Cow Patty Critters, Floate says, kind of targets what insects that are found in Canada, but many of the insect species found in Canada also occur further south into the U.S., so he admits he’s thought about expanding the book in a second edition to have a guide that’s relevant to both Canada and the U.S.
“I’ve actually reached out to some of my European colleagues and even some of the contacts that I have in South America,” Dr. Floate said. “The community of organisms, you know, how the cow pie develops in terms of the bugs that come in, generally applies anywhere there’s fresh cow dung. It doesn’t matter if it’s Canada, the U.S., Mexico, or Australia; the general process is that these insects come in to break up the cow pies; that’s common globally, but the species involved will differ. But in Canada, most of the species in Canada actually came over during the European settlement. So probably 50 per cent or more of the species that I’ve seen in Canada originated from Europe. And they’ve come into North America probably since the late 1600s or 1700s. And now they’re very common in Canada and throughout much of the U.S.”
Dr. Floate encourages those interested in pursuing agricultural, or agrifood research as a career for themselves to talk to people who already have jobs in agriculture or to go to college for an undergraduate degree and get exposure to agriculture courses. Doing that, Dr. Floate says, will provide a better idea whether or not it is the best path for them.
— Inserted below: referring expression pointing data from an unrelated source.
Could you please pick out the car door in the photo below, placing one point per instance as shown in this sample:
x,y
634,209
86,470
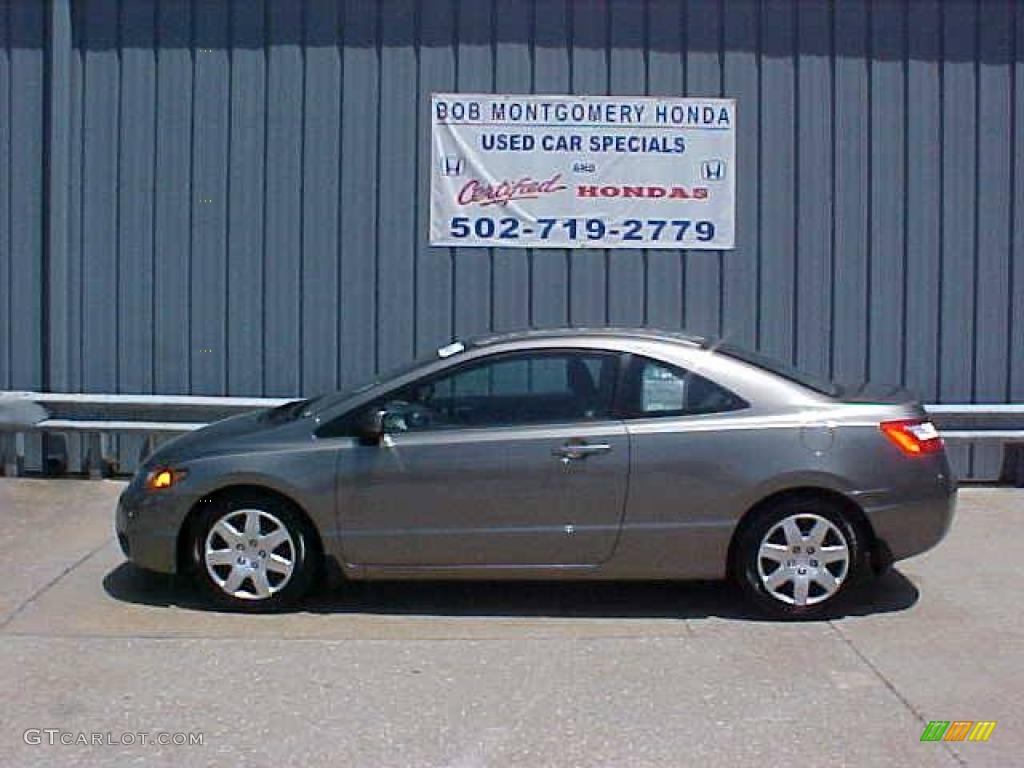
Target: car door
x,y
689,450
511,460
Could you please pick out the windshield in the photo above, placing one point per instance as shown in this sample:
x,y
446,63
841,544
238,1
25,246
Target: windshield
x,y
817,383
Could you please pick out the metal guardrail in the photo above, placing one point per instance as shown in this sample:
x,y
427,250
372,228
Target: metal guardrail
x,y
99,417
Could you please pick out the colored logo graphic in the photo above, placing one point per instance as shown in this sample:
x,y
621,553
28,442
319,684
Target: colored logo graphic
x,y
713,170
958,730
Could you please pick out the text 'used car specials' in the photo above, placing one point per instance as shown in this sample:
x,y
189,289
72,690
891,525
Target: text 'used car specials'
x,y
543,171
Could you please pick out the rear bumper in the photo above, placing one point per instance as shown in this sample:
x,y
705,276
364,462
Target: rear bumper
x,y
907,528
147,525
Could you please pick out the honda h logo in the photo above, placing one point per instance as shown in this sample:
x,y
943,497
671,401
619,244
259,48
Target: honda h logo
x,y
713,170
452,165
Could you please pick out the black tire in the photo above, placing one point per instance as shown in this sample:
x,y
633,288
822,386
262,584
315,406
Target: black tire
x,y
749,564
300,550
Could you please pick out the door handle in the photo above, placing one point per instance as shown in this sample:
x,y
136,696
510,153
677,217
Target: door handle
x,y
578,451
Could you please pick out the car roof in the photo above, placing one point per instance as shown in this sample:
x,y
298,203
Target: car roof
x,y
567,334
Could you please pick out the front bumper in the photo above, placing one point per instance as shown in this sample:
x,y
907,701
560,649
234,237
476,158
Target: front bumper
x,y
147,523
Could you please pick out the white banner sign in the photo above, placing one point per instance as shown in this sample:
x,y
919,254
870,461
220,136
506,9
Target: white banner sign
x,y
583,171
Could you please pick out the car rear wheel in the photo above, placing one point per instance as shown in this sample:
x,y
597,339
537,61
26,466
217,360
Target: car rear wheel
x,y
254,553
797,559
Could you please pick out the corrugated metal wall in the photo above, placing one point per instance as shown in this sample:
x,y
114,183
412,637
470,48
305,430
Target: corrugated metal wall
x,y
230,197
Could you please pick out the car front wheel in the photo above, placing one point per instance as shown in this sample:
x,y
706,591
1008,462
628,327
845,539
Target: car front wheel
x,y
797,559
253,553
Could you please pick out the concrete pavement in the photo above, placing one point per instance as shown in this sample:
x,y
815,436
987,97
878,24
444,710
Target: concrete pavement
x,y
492,675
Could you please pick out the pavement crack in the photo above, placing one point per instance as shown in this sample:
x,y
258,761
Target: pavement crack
x,y
892,688
49,585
“The more training you get, you open up more options to a point,” Dr. Floate said. “In my case, because I’m so specialized in my research, I actually have a few more options. I had to do an undergraduate degree, and a master’s degree. I did a PhD degree and had a post-doc degree. After high school, I stayed in university in those various positions for probably another 10 or 11 years before I got my job as a researcher, but not everyone has to do that. They can still have very good jobs in agriculture without going to school for that many years, but for people coming out of a university with an undergraduate degree or maybe a master’s degree, I think there’s a lot of opportunities. And then if they really love it and they really want to do research, specifically research, then they might want to go back in university for a PhD degree, which is what most researchers require. Now, when I say research, what I mean is I actually run a research lab, so I’m charged (with) bringing in funding and hiring people and coming up with projects. But many of the people that I hire, they would have an undergraduate degree or a master’s degree. So they also do research, but they’re not directing the research, if that makes sense.”